China and the global economy: Financial reform and unlocking opportunities
While China has experienced remarkable growth over the last few decades, it is struggling to build up investor confidence. This was one of the main takeaways of the OMFIF-Bank of China seminar, ‘China and the global economy: Financial reform and unlocking opportunities’, which marked the 90th anniversary of the Bank of China’s London branch.
China’s growth, impressive as it is, is unlikely to match Japan or Singapore’s economic miracles, essentially owing to the country’s size. It is starting to slow, and earlier this year the International Monetary Fund pointed to a decrease in China’s productivity growth. As a result, Beijing faces the daunting task of adjusting its growth model.
Still, the country has enjoyed steady growth in employment, and boasts the largest and fastest growing middle-income group in the world.

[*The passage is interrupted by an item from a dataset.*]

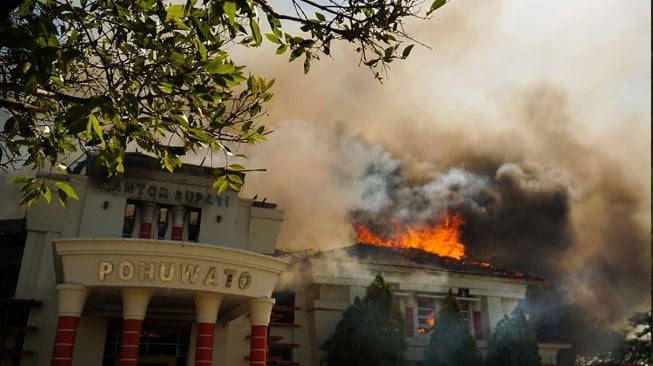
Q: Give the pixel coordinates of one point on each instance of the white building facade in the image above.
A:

Services and consumption are playing an increasingly important role in China’s growth.
Much of China’s growth thus far, noted one participant, has been fuelled by debt. The country has made numerous policy changes to open itself up to global markets, but its deepening interconnectedness with the world economy means that any issues in the domestic economy would lead to serious consequences for neighbouring countries. In addition, China is unlikely to emerge unscathed from major disruption worldwide, including currency and trade wars.
Chinese regulation is evolving so quickly that from a legal perspective, there are no precedents, making it difficult to gain investor confidence. However, winning and maintaining this confidence is a long-term endeavour, and China has made great strides in the last 10 years. It is now the second largest foreign direct investment destination, the US being the top recipient.
FDI is not the only area in which China is catching up to the superpower. Conscious that innovation is a key driving force for development, it has invested heavily in technological research; its expenditure in this area is the second highest in the world and accounts for 2.9% of its GDP. The top three most valuable ‘unicorns’ – privately held startups valued at more than $1bn – are located in China.
The country dominates the global artificial intelligence sector, said participants, with enormous potential to lead in the provision of financial services. Technology used by Western companies, meanwhile, is primitive by comparison.
Attendees agreed that China offered appealing prospects for portfolio diversification, but could perhaps benefit from foreign investors’ expertise on restructuring its financial sector. The renminbi does not yet present a viable alternative to the dollar, although overseas investment in the Chinese market is on the up.